Bonita Montero
unread,Nov 29, 2021, 3:26:35 PM11/29/21You do not have permission to delete messages in this group
Sign in to report message
Either email addresses are anonymous for this group or you need the view member email addresses permission to view the original message
to
Why is sorting a pointer-array to strings slower than sorting the
strings themselfes ? I've checked that with that code:
#include <iostream>
#include <vector>
#include <fstream>
#include <string>
#include <algorithm>
#include <random>
#include <concepts>
#include <chrono>
#include <execution>
using namespace std;
using namespace chrono;
int main( int argc, char **argv )
{
if( argc < 2 )
return EXIT_FAILURE;
using vc_t = vector<char>;
using vc_it = vc_t::iterator;
vector<char> block;
{
ifstream ifs;
ifs.exceptions( ios_base::badbit );
ifs.open( argv[1], ios_base::binary );
ifs.seekg( 0, ios_base::end );
streampos size = ifs.tellg();
if( size > (size_t)-1 || !size )
return EXIT_FAILURE;
ifs.seekg( 0, ios_base::beg );
block.resize( (size_t)size );
ifs.read( &*block.begin(), (streamsize)size );
}
cout << "read" << endl;
auto parse = [&]<typename Callback>( Callback callback ) -> size_t
requires
requires( Callback callback, char const *str, size_t len )
{
{ callback( str, len ) };
}
{
size_t n = 0;
for( vc_it cit = block.begin(); cit != block.end(); )
{
vc_it lineBegin = cit;
for( ; cit != block.end() && (unsigned char)*cit > ' '; ++cit );
if( cit != lineBegin )
++n, callback( &*lineBegin, cit - lineBegin );
for( ; cit != block.end() && (unsigned char)*cit <= ' '; ++cit );
}
return n;
};
vector<string> strings;
size_t sumLen = 0;
strings.reserve( parse( [&]( char const *, size_t len ) { sumLen +=
len; } ) );
if( !strings.capacity() )
return EXIT_FAILURE;
cout << "counted, avg length: " << (double)(ptrdiff_t)sumLen /
(ptrdiff_t)strings.capacity() << endl;
parse( [&]( char const *str, size_t len ) { strings.emplace_back( str,
len ); } );
cout << "parsed" << endl;
sort( strings.begin(), strings.end() );
strings.erase( unique( strings.begin(), strings.end() ), strings.end() );
cout << "uniqued" << endl;
strings.shrink_to_fit();
block.resize( 0 ), block.reserve( 0 );
auto randomize = []<typename RandomIt>( RandomIt begin, size_t n )

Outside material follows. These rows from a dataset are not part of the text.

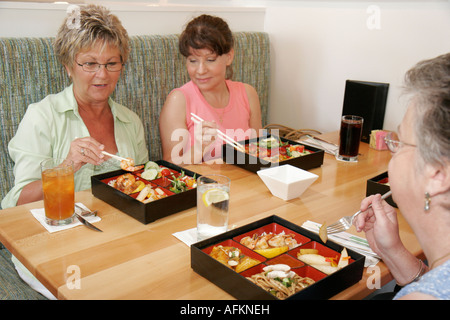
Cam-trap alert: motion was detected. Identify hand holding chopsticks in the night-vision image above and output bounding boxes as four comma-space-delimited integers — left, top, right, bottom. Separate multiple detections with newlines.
102, 151, 144, 172
191, 112, 245, 152
102, 151, 127, 161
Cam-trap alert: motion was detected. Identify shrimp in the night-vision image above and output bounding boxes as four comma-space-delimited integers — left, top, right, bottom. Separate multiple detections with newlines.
120, 158, 144, 172
116, 173, 136, 194
241, 235, 258, 250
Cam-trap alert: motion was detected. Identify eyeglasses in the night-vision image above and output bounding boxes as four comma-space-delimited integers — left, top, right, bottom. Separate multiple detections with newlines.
75, 61, 124, 72
384, 132, 417, 153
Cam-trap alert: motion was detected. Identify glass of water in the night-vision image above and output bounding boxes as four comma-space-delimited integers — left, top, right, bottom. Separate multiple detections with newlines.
197, 174, 230, 241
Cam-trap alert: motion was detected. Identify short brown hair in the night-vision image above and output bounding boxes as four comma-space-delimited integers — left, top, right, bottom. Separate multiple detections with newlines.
54, 4, 130, 67
179, 14, 234, 57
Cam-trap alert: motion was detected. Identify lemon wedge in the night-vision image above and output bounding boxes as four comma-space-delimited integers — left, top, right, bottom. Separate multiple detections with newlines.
202, 188, 230, 207
255, 246, 289, 259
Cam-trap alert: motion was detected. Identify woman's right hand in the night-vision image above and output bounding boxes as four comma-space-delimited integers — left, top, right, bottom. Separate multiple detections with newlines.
66, 137, 105, 172
194, 121, 218, 155
353, 194, 402, 256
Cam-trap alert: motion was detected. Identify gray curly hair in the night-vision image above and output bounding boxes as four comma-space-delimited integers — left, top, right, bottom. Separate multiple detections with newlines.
54, 4, 130, 67
405, 53, 450, 166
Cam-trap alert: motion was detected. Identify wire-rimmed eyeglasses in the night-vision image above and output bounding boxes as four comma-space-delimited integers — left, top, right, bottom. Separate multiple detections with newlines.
384, 132, 417, 153
75, 61, 124, 72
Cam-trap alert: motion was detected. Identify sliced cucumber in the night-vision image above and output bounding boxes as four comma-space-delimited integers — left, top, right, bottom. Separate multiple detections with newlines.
141, 168, 158, 180
144, 161, 159, 171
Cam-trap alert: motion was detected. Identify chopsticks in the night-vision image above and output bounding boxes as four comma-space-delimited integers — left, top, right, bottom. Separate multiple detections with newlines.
191, 112, 245, 152
102, 151, 128, 161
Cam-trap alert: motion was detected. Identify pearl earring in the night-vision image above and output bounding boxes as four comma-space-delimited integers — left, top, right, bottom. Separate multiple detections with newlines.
423, 192, 431, 211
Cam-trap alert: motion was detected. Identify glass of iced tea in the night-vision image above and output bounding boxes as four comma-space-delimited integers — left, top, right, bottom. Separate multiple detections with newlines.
41, 159, 75, 226
336, 115, 364, 162
197, 174, 230, 241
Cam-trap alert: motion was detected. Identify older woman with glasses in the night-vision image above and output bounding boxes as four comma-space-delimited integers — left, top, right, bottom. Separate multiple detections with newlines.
2, 5, 148, 299
354, 54, 450, 300
2, 5, 148, 208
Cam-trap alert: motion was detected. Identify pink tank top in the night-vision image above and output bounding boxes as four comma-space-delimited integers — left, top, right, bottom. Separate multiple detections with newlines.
175, 80, 252, 156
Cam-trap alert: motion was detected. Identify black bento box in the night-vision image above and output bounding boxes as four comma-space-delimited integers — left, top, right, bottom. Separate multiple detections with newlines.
191, 215, 365, 300
366, 172, 397, 208
222, 135, 324, 173
91, 160, 199, 224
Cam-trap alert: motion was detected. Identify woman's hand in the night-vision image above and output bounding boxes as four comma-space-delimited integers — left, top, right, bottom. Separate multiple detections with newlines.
194, 121, 217, 155
66, 137, 105, 172
353, 194, 402, 256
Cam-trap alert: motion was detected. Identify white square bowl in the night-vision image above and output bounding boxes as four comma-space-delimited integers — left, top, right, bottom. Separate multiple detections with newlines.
256, 164, 319, 200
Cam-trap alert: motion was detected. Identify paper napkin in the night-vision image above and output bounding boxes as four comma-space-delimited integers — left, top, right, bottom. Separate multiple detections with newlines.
30, 202, 102, 233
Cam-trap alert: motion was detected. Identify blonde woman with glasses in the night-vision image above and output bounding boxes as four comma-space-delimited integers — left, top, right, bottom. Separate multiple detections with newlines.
2, 5, 148, 208
2, 5, 148, 299
354, 54, 450, 300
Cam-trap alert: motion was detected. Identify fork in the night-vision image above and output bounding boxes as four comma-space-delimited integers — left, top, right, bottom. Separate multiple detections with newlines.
327, 190, 392, 234
75, 203, 97, 217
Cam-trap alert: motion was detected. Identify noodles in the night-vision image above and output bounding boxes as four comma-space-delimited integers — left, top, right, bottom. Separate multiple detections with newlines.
247, 265, 315, 299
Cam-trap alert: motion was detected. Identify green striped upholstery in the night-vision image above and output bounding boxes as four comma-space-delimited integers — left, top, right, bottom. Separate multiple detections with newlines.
0, 32, 270, 205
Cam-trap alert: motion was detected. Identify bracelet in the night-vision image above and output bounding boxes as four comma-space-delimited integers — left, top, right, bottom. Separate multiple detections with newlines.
396, 259, 426, 287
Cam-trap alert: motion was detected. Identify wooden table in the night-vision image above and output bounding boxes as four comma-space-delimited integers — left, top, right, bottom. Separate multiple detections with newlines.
0, 132, 422, 300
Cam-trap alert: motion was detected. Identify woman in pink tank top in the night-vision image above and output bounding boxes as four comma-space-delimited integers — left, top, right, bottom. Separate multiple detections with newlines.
159, 15, 262, 164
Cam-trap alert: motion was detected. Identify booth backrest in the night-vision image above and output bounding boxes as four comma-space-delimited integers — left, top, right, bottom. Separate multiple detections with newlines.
0, 32, 270, 202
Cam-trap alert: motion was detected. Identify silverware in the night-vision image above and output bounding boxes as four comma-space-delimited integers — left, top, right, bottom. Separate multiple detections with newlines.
75, 213, 103, 232
75, 203, 98, 217
327, 190, 392, 234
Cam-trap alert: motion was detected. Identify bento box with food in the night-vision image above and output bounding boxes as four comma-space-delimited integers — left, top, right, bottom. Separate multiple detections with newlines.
91, 160, 199, 224
366, 172, 397, 208
191, 215, 365, 300
222, 135, 324, 172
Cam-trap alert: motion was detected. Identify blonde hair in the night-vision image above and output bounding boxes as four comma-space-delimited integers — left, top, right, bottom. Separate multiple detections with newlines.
54, 4, 130, 67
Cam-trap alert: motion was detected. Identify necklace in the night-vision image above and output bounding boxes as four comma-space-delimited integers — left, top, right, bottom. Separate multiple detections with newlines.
430, 252, 450, 269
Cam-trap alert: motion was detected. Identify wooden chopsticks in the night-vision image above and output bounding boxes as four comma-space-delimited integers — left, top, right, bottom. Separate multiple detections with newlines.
191, 112, 245, 152
102, 151, 129, 161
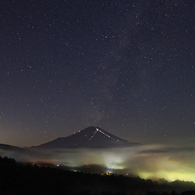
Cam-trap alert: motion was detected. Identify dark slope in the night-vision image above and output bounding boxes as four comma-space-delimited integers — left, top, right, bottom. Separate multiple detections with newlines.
36, 127, 138, 149
0, 144, 24, 151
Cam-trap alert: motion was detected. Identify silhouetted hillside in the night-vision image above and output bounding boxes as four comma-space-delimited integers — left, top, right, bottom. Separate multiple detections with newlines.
0, 157, 195, 195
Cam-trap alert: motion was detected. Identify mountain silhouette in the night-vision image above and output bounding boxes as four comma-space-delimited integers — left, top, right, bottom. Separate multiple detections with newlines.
36, 127, 138, 149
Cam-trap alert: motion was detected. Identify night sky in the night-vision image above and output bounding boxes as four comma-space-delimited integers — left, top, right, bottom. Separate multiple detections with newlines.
0, 0, 195, 146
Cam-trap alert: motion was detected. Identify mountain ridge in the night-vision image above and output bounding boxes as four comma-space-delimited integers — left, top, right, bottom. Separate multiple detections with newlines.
35, 126, 139, 149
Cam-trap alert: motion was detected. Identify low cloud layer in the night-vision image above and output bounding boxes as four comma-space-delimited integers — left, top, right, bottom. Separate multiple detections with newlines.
0, 145, 195, 182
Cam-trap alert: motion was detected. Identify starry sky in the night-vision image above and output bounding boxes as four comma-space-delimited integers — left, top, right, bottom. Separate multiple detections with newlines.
0, 0, 195, 146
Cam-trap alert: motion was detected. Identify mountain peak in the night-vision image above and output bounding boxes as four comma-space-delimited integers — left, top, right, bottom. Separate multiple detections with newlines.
37, 126, 140, 149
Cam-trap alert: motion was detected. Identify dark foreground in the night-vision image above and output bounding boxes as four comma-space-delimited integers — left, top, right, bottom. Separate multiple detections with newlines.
0, 157, 195, 195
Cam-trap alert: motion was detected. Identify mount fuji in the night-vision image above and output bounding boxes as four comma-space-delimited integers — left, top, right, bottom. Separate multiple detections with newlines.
34, 127, 139, 149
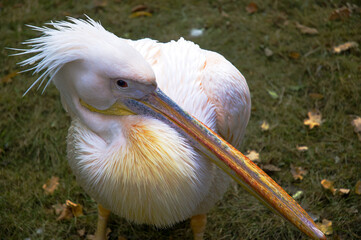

requires random_access_iterator<RandomIt>
{
mt19937_64 mt;
uniform_int_distribution<size_t> uidIdx( 0, n - 1 );
for( size_t i = 0, j; i != n; ++i )
{
while( (j = uidIdx( mt )) == i );
swap( begin[i], begin[j] );
}
};
randomize( strings.begin(), strings.size() );
auto start = high_resolution_clock::now();
sort( strings.begin(), strings.end() );
double ns = (double)(int64_t)duration_cast<nanoseconds>(
high_resolution_clock::now() - start ).count() / (ptrdiff_t)strings.size();
cout << "string-sort: " << ns << endl;
vector<string *> pStrings;
pStrings.reserve( strings.size() );
for( string &str : strings )
pStrings.emplace_back( &str );
randomize( pStrings.begin(), pStrings.size() );
start = high_resolution_clock::now();
sort( pStrings.begin(), pStrings.end(),
[]( string *left, string *right ) { return *left < *right; } );
ns = (double)(int64_t)duration_cast<nanoseconds>(
high_resolution_clock::now() - start ).count() / (ptrdiff_t)strings.size();
cout << "pString-sort: " << ns << endl;
}
I've read 1.4 million strings with an average lengh of 9 characters,
so most strings should fall under the short string optimization and
swapping the string-objects would have a higher cost than swapping
two pointers or a pointer and a length. And sorting string-pointers
is actually nearly twice times slower than sorting the string-objects.
Why is that ?